Das Webb-Teleskop erfasst einen riesigen Sternentstehungskomplex

Dieses Bild vom NASA/ESA/CSA-Weltraumteleskop James Webb zeigt eine H-II-Region in der Großen Magellanschen Wolke (LMC), einer Satellitengalaxie unserer Milchstraße. Dieser als N79 bekannte Nebel ist eine Region aus interstellarem atomarem Wasserstoff, der ionisiert ist und hier von Webbs Mid-InfraRed Instrument (MIRI) eingefangen wurde.

N79 ist ein gewaltiger Sternentstehungskomplex mit einer Ausdehnung von etwa 1.630 Lichtjahren in der allgemein unerforschten Südwestregion des LMC. N79 wird typischerweise als eine jüngere Version von 30 Doradus (auch als Tarantelnebel bekannt) angesehen, einem weiteren von Webbs jüngsten Zielen. Untersuchungen legen nahe, dass N79 in den letzten 500.000 Jahren eine Sternentstehungseffizienz aufweist, die die von 30 Doradus um den Faktor zwei übersteigt.

Dieses besondere Bild konzentriert sich auf einen der drei riesigen Molekülwolkenkomplexe mit der Bezeichnung N79 South (kurz S1). Das ausgeprägte „Starburst“-Muster, das dieses helle Objekt umgibt, besteht aus einer Reihe von Beugungsspitzen. Alle Teleskope, die wie Webb einen Spiegel zum Sammeln von Licht verwenden, weisen diese Art von Artefakt auf, das sich aus der Konstruktion des Teleskops ergibt.

Im Fall von Webb erscheinen die sechs größten Starburst-Spitzen aufgrund der hexagonalen Symmetrie von Webbs 18 Primärspiegelsegmenten. Solche Muster sind nur bei sehr hellen, kompakten Objekten erkennbar, bei denen das gesamte Licht von derselben Stelle kommt. Obwohl die meisten Galaxien für unsere Augen sehr klein erscheinen, sind sie dunkler und weiter ausgedehnt als ein einzelner Stern und weisen daher dieses Muster nicht auf.

Bei den längeren Wellenlängen des von MIRI erfassten Lichts zeigt Webbs Ansicht von N79 das leuchtende Gas und Staub der Region. Dies liegt daran, dass Licht im mittleren Infrarotbereich offenbaren kann, was tiefer in den Wolken geschieht (während kürzere Wellenlängen des Lichts von Staubkörnern im Nebel absorbiert oder gestreut würden). In diesem Feld tauchen auch einige noch eingebettete Protosterne auf.

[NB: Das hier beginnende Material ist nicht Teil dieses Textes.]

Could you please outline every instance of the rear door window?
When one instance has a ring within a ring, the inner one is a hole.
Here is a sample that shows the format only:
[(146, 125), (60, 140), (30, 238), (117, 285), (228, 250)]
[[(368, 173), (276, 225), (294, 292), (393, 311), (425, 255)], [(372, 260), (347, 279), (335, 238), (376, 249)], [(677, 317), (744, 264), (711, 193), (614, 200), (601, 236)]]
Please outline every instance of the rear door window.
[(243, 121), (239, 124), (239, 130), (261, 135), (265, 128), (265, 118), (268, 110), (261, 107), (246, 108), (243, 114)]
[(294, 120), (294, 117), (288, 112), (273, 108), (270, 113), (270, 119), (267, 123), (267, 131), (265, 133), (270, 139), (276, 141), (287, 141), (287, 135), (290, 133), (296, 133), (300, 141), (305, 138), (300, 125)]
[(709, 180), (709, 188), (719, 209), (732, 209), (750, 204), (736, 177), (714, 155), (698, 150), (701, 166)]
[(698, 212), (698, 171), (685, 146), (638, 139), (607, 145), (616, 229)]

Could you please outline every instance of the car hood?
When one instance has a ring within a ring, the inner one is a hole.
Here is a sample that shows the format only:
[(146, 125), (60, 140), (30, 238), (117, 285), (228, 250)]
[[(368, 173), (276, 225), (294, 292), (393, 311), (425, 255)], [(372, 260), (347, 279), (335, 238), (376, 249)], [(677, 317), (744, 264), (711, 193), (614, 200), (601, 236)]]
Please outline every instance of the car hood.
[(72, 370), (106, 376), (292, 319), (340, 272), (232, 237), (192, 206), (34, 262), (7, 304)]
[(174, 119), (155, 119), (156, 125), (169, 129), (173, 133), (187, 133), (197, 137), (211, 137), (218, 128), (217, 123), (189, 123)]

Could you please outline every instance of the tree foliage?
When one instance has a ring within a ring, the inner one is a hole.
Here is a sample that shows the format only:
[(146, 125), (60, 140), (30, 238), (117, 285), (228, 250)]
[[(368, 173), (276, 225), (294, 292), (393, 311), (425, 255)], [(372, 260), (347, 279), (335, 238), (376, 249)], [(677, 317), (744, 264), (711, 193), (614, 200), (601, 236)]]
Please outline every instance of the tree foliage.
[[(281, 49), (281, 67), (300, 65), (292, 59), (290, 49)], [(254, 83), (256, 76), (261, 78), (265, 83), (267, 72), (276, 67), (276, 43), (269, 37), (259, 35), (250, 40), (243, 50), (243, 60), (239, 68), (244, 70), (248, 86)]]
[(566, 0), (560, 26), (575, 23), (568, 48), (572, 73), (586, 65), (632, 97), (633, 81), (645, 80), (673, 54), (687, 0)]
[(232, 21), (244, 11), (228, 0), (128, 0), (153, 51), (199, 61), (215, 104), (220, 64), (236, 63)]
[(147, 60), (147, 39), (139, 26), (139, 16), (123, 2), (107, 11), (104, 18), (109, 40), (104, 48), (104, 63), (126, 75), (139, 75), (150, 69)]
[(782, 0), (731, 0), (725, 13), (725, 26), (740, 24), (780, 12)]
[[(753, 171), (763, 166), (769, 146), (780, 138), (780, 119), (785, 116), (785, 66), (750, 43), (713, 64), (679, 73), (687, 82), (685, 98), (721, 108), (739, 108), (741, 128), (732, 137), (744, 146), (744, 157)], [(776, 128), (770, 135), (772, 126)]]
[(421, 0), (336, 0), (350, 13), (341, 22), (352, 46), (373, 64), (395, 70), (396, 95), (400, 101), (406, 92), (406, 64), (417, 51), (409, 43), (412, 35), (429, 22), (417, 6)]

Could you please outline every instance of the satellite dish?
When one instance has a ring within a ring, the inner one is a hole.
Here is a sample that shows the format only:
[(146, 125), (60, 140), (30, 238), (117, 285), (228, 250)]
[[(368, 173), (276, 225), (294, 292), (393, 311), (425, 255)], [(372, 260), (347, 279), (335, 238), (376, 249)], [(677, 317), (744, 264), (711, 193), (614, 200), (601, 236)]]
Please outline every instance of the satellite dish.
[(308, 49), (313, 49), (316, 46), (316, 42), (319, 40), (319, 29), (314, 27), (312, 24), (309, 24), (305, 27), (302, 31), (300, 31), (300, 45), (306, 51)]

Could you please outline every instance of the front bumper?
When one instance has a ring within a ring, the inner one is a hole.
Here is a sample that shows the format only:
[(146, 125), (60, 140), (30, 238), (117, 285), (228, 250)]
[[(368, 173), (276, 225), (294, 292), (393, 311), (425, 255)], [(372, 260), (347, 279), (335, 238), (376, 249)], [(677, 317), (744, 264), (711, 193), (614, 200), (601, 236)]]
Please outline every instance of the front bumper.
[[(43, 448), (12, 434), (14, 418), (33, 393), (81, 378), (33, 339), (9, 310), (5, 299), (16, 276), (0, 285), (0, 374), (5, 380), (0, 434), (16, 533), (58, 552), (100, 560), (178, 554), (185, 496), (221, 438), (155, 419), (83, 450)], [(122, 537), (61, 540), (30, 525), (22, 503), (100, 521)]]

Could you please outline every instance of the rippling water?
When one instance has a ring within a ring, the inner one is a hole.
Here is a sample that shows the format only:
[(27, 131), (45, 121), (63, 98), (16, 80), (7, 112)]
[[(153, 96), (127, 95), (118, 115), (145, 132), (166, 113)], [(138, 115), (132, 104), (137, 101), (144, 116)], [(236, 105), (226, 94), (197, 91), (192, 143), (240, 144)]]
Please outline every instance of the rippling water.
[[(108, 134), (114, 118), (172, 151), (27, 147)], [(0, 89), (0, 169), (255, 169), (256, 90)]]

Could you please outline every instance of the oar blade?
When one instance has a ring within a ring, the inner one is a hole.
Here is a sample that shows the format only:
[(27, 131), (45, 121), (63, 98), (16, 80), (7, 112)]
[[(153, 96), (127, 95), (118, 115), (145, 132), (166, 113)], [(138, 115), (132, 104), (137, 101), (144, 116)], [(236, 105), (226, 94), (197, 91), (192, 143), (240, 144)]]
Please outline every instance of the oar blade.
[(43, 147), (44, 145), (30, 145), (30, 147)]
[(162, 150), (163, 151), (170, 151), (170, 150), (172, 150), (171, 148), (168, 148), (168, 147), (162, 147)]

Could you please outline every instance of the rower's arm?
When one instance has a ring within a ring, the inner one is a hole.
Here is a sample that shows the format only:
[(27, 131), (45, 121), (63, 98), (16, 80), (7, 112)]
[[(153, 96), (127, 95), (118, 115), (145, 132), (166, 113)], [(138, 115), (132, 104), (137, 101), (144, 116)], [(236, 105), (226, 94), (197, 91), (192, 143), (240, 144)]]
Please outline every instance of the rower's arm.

Sternentstehungsregionen wie diese sind für Astronomen von Interesse, weil ihre chemische Zusammensetzung der der gigantischen Sternentstehungsregionen ähnelt, die beobachtet wurden, als das Universum nur wenige Milliarden Jahre alt war und die Sternentstehung ihren Höhepunkt erreichte. Sternentstehungsregionen in unserer Milchstraße produzieren nicht so schnell Sterne wie N79 und haben eine andere chemische Zusammensetzung. Webb bietet Astronomen nun die Möglichkeit, Beobachtungen der Sternentstehung in N79 mit den Tiefenbeobachtungen des Teleskops entfernter Galaxien im frühen Universum zu vergleichen und gegenüberzustellen.

Diese Beobachtungen von N79 sind Teil eines Webb-Programms, das die Entwicklung der zirkumstellaren Scheiben und Hüllen entstehender Sterne über einen weiten Massenbereich und in verschiedenen Entwicklungsstadien untersucht. Webbs Empfindlichkeit wird es Wissenschaftlern zum ersten Mal ermöglichen, die planetenbildenden Staubscheiben um Sterne mit einer ähnlichen Masse wie unsere Sonne in der Entfernung des LMC zu entdecken.

Dieses Bild enthält 7,7 Mikrometer Licht in Blau, 10 Mikrometer in Cyan, 15 Mikrometer in Gelb und 21 Mikrometer in Rot (770-W-, 1000-W-, 1500-W- bzw. 2100-W-Filter).